Despite this, I have always made a point of not uttering, I know how you feel. I may think I have an appreciation of the feelings of others, but I always knew intellectually that I really did not and could not really know how any other human was feeling, despite my best efforts to be empathic.
But, I knew how I felt when family and close friends died, and I counsel people dealing with the loss of loved ones. Pushing 50 and having these personal and professional experiences, I started to believe that I might just have a better idea when it came to the grieving process. Maybe I could have a better appreciation for the feelings of loss and sadness being experienced by others.

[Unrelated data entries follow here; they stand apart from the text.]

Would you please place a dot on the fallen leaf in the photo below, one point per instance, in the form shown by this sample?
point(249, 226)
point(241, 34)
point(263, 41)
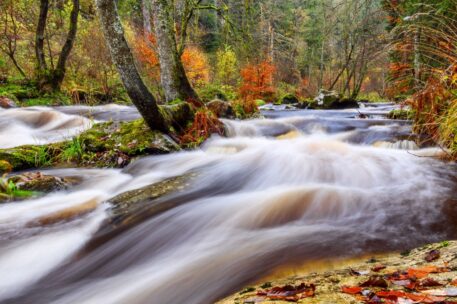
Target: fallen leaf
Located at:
point(429, 282)
point(375, 281)
point(289, 292)
point(433, 255)
point(351, 289)
point(378, 268)
point(358, 272)
point(445, 292)
point(421, 298)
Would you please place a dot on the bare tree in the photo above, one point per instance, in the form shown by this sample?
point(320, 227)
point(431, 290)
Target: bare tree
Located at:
point(125, 64)
point(175, 83)
point(52, 78)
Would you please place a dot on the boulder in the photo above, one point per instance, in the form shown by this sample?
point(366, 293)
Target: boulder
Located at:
point(330, 100)
point(222, 109)
point(5, 167)
point(178, 114)
point(38, 182)
point(288, 99)
point(326, 98)
point(7, 103)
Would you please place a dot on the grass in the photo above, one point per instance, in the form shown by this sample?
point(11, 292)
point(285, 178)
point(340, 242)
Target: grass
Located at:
point(9, 191)
point(73, 150)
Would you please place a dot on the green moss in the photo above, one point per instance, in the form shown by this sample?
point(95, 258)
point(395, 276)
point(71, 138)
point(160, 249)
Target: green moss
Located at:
point(10, 192)
point(213, 91)
point(260, 102)
point(26, 157)
point(18, 91)
point(5, 167)
point(287, 99)
point(401, 114)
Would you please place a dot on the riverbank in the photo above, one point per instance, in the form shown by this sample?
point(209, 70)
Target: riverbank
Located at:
point(424, 275)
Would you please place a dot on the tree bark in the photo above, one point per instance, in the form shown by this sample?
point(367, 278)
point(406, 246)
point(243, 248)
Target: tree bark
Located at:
point(39, 38)
point(52, 78)
point(125, 64)
point(147, 27)
point(173, 77)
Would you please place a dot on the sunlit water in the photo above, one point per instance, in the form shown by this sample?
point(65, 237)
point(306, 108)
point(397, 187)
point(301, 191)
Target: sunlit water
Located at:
point(296, 186)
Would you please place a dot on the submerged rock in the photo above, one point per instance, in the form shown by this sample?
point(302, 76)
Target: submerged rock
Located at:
point(288, 99)
point(38, 182)
point(221, 109)
point(5, 167)
point(330, 100)
point(7, 103)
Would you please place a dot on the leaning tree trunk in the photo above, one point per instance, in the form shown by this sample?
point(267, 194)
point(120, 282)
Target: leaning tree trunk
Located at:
point(175, 83)
point(125, 64)
point(51, 79)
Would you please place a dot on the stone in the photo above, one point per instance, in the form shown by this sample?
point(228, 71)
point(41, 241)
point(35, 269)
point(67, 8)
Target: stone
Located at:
point(38, 182)
point(7, 103)
point(222, 109)
point(288, 99)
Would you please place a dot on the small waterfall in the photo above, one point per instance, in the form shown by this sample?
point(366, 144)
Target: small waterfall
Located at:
point(275, 192)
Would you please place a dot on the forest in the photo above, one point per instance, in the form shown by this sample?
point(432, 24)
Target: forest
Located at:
point(228, 151)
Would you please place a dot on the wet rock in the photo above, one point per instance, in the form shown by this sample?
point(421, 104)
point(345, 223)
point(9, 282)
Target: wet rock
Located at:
point(288, 99)
point(25, 157)
point(5, 167)
point(7, 103)
point(326, 98)
point(330, 100)
point(124, 205)
point(38, 182)
point(132, 207)
point(222, 109)
point(178, 114)
point(401, 114)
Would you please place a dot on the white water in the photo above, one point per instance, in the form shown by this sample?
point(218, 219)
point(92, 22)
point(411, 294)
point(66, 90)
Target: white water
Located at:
point(258, 203)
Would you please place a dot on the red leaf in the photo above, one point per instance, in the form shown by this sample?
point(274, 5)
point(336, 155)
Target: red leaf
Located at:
point(351, 289)
point(378, 268)
point(433, 255)
point(375, 281)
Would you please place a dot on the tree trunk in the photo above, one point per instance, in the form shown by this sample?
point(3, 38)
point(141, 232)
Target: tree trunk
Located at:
point(172, 74)
point(52, 78)
point(39, 38)
point(125, 64)
point(147, 27)
point(59, 72)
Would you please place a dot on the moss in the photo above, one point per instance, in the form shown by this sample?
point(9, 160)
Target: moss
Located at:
point(18, 91)
point(104, 145)
point(260, 102)
point(288, 99)
point(5, 167)
point(214, 91)
point(26, 157)
point(401, 114)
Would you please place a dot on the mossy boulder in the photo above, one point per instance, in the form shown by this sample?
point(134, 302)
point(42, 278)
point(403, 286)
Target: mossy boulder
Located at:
point(178, 114)
point(104, 145)
point(401, 114)
point(288, 99)
point(26, 157)
point(330, 100)
point(5, 167)
point(6, 103)
point(221, 109)
point(38, 182)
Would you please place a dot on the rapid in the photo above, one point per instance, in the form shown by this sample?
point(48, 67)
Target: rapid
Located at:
point(297, 186)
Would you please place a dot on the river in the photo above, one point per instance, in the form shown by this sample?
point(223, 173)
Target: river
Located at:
point(296, 186)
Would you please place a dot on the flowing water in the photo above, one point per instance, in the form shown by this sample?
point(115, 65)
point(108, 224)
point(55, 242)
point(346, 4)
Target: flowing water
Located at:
point(294, 187)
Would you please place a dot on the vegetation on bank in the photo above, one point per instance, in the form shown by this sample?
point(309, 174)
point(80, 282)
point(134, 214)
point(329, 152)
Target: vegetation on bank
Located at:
point(423, 275)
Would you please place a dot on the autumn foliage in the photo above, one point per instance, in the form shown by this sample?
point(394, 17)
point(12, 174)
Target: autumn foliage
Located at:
point(194, 61)
point(257, 81)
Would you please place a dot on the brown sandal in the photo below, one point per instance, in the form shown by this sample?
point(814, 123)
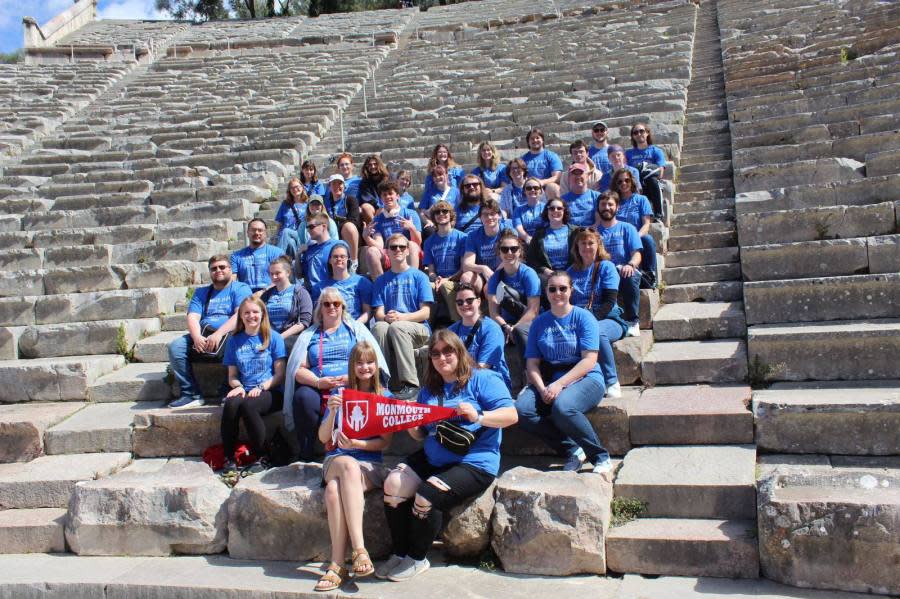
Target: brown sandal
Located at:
point(362, 563)
point(333, 578)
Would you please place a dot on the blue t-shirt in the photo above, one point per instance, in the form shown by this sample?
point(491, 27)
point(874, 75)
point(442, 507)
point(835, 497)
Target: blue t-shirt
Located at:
point(360, 454)
point(582, 207)
point(314, 262)
point(492, 178)
point(561, 340)
point(388, 225)
point(254, 366)
point(653, 154)
point(529, 217)
point(356, 291)
point(278, 305)
point(335, 351)
point(556, 246)
point(621, 241)
point(607, 278)
point(634, 209)
point(252, 265)
point(485, 391)
point(404, 292)
point(484, 247)
point(543, 164)
point(222, 304)
point(445, 253)
point(526, 282)
point(487, 345)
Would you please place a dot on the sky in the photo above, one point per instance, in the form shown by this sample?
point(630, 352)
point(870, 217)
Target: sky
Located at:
point(12, 11)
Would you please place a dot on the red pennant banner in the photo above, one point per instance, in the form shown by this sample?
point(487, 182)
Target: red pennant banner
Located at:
point(368, 415)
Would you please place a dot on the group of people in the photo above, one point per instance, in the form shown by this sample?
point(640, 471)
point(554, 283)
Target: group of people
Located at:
point(530, 256)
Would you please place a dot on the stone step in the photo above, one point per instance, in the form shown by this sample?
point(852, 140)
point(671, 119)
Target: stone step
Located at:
point(22, 427)
point(692, 415)
point(820, 299)
point(48, 481)
point(688, 362)
point(684, 547)
point(143, 382)
point(699, 320)
point(97, 428)
point(834, 350)
point(691, 481)
point(720, 291)
point(54, 379)
point(39, 530)
point(839, 417)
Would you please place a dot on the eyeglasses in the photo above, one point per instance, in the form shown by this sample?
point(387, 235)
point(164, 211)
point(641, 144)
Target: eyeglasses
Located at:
point(445, 351)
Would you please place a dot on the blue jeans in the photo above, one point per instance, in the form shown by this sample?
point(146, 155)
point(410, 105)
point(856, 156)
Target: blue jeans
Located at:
point(610, 331)
point(181, 367)
point(630, 296)
point(563, 424)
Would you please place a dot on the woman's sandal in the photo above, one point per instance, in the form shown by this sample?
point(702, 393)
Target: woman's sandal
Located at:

At least that was what I thought until July 12, 2001.
My wife and I have been married for 16 years. In the second year of our marriage, we adopted our only child, Bunny, the cat we rescued from the animal shelter and certain death had she not been adopted. She was ill when we took her home, and we were not sure she would survive. But, survive she did, and she became an important member of our family. She did what so many pets do, she quietly listened when we talked about our day, she unconditionally accepted and loved us even when we made mistakes, she played and did cute things, and she willingly and graciously accepted the love we offered her.
In recent months, Bunny started to slow down. Her gait became unsteady, she would lose her balance, she did not eat as much, but our vet assured us it was just part of the feline aging process. After all, she was 16. But, then she could barely stand or walk at all, and seemed to stop eating.
We knew something was wrong and took her to the vet. Our worst fears were realized when he calmly announced that he had palpated what he believed to be a large, malignant tumor on her liver that had probably metastasized. He said she was in pain and would deteriorate rapidly experiencing even more pain and limited quality of life. While leaving the decision to us, he suggested putting her down would be the most caring thing we could do.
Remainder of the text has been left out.